Then I used that program to find some useful properties for reducing the search space. With that, I'm able to build all solutions up to 600 while making a coffee. But for n, I need to compute all solutions up to n. Unfortunately, codility measures the class initialization's runtime, too...
Since the problem is probably NP-hard, I ended up hard-coding a lookup table. But since codility asked to construct the sac, I don't know if they had a lookup table in mind, so I feel dirty and like a cheater. Hence this question.
If you think a hard-coded, full lookup table is the way to go, can you give an argument why you think a full computation/partly computed solutions/heuristics won't work?
I have just got my Golden Certificate for this problem. I will not provide a full solution because the problem is still available on the site.I will instead give you some hints:
You might consider doing a deep-first search.
There exists a minimal star-chain for each n < 12509
You need to know how prune your search space.
You need a good lower bound for the length of the chain you are looking for.
Remember that you need just one solution, not all.
Good luck.
Addition chains are numerically very important, since they are the
most economical way to compute x^n (by consecutive multiplications).
This is not true. They are not always the most economical way to compute x^n. Graham et. all proved that:
If each step in addition chain is assigned a cost equal to the product
of the numbers at that step, "binary" addition chains are shown to
minimize the cost.
Situation changes dramatically when we compute x^n (mod m), which is a common case, for example in cryptography.
Now, to answer your question. Apart from hard-coding a table with answers, you could try a Brauer chain.
A Brauer chain (aka star-chain) is an addition chain where each new element is formed as the sum of the previous element and some element (possibly the same).
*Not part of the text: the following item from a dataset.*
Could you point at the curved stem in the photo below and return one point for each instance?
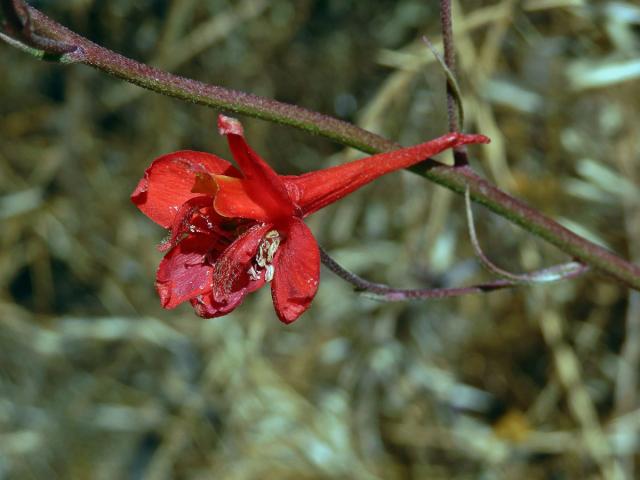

Brauer chain is a sac for n < 12509. Quoting Daniel. J. Bernstein:
Brauer's algorithm is often called "the left-to-right 2^k-ary method",
or simply "2^k-ary method". It is extremely popular. It is easy to
implement; constructing the chain for n is a simple matter of
inspecting the bits of n. It does not require much storage.
BTW. Does anybody know a decent C/C++ implementation of Brauer's chain computation? I'm working partially on a comparison of exponentiation times using binary and Brauer's chains for both cases: x^n and x^n (mod m).

Lexicographical ordering of multiple doubles

Consider a class of type doubles
class path_cost {
double length;
double time;
If I want to lexicographically order a list of path_costs, I have a problem. Read on :)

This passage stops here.